Belief systems are never complete in themselves. People that assume their belief systems reflect reality in a coherent manner are delusional. They may be useful tools (e.g., using an architecture to help build a house), but the map is never the same thing as the territory. Reality is too dynamic, multifaceted, holistic, and complex to be confined to human constructs. People who cannot awaken to this fact are lost in fantasy.
This does not mean our belief systems are worthless, but that they shouldn’t be treated as having an existent-in-themselves. Thus, all religions that posit an end are inadequate. It makes assumptions unaccounted for. One must maintain awareness of both the limitations and practicalities of constructed systems. Outside a system that constructs this issue, and thus is led by and produces valuations thereof, nothing else can be said of the matter.
You can search PubMed for Cognitive Neuroscience articles on the nature of perception, but it is evident we are not experiencing the world directly but rather constructs of it.
For example, in the case of visual representations, light bounces off an object and hits our eyes. Lots of neural activity happens, to amacrine & bipolar (cells which I will not cover), and finally to the retina, then to the optic nerve and to the Lateral Geniculate Nucleus (LGN) of Thalamus. You then have axonal projections from the optic radiations reaching the Brodmann’s Area (BA) 17.
In the case of blindsight one can have impaired vision and no awareness of such vision. Patients “exhibiting blindsight deny having seen a visual stimulus even though their behavior implies that the stimulus was in fact seen” (Ward, 2010, p. 109). One viable hypothesis is that lesions in the optic radiations can prevent axonal projections from reaching the cortical level. So basically, once it reaches BA 17, you have more processing occurring in BA 18 and BA 19, but I do not want to off on a tangent.
The point is, the brain is what constructs the image or what permits for sensations. ‘What’ exactly are these mental representations and how do they causally relate to the brain activity is called “The Hard Problem of Consciousness” and something we will not answer for a long time.
I don’t see how this backs up your assertions at all. I am quite familiar with blindsight, and the science behind human sight in general, it is directly related to one of the major topics in my PhD studies, computer vision.
Yes, there are a lot of processes in human sight that we don’t understand, and in fact a lot of what we see is our brains filling in with memory, probability, context, and history. So, sure, it is reasonable to say that human sight isn’t an accurate or particularly dependable. These are the sorts of flaws in human sight that optical illusions and magicians/illusionists manipulate. However, that doesn’t mean that we can’t take these flaws into account to create a more accurate and more complete mental models of what we’re seeing. For instance, if I know how an particular magic trick is done, one will usually be able to account for it.

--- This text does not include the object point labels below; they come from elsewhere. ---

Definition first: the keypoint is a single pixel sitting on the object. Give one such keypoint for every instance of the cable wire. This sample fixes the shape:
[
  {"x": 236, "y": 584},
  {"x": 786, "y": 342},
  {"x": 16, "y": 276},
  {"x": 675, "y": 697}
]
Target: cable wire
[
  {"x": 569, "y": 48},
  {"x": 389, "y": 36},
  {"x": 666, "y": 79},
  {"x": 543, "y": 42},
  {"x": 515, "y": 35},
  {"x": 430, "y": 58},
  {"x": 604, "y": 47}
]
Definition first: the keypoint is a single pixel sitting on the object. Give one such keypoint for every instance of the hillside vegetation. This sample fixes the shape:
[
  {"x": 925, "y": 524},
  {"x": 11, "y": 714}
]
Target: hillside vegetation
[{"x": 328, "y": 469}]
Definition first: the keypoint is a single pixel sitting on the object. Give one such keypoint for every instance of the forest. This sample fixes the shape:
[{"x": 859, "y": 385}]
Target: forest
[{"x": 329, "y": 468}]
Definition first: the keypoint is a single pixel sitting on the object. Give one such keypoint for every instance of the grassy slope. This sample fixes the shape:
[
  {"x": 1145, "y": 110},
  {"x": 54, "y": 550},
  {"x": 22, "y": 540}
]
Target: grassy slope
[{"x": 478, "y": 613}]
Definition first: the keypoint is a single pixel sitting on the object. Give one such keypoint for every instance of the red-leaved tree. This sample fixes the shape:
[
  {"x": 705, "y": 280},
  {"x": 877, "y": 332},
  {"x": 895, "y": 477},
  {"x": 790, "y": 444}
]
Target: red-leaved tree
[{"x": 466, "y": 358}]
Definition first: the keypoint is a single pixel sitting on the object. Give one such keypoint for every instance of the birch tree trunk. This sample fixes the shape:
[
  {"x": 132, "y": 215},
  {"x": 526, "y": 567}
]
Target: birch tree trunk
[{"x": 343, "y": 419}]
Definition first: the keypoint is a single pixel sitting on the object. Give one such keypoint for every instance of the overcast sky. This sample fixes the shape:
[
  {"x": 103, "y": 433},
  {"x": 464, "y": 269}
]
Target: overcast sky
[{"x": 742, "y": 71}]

Belief systems work in much the same way. We have observations, and we have questions that those observations can’t directly answer. For instance, using the sight as an example, if I look at a car, see that it is blue, then look somewhere else so it is only in my peripheral vision where color vision is much weaker, my brain will remember that it is blue and fill in that information in my mental construction. It’s theoretically possible that it has some kind of color changing properties, like an LED covering and it changes to another color with the same luminosity and thus tricks my brain into thinking it’s still blue when it’s now some shade of green. It seems to me that arguing that that is technically an incomplete construction and could be wrong is a waste of energy.
So I don’t see how generalizing this to say that a believe system that posit an end are inadequate. We have no observations of the future. We certainly have some that give us some good evidence about what will probably happen, but anyone that says anything about something that hasn’t been directly observed has some chance of being wrong. But we can account for this, like with the scientific method, doing repeated experiments and calculating confidence in our results. Even then, with hundreds or thousands of trials, we eventually reach a point where we decide to accept some tiny chance of being incorrect and you’re not going to see scientists getting unusual results and going back and questioning a well accepted theory before questioning something less accepted.
Moreso, not all belief systems need the same level of certainty or have the ability to really have any level of certainty about them. For example, the existence of the soul, it is generally considered to not have any physical manifestation so it is unobservable and thus impossible to prove or disprove with any reasonable level of certainty. But why do we have a need to hold it to the same standard?
It’s just asking that the map closely resemble the territory.
As far as I can tell, this is all about the trivial truth that we, as humans, have blind-spots in our reasoning. We rationalize our decisions; we mis-assess risks and rewards; we suffer from prejudices; we make a lot of mistakes. No belief-system has ever yet been developed that is free from these flaws.
So it goes. We muddle through, apparently, as we have managed to shove together a global civilization, good enough to produce an internet, over which we are happily debating these ideas. Sounds like the map is close enough to the territory. The “consensus” is close enough to “reality.”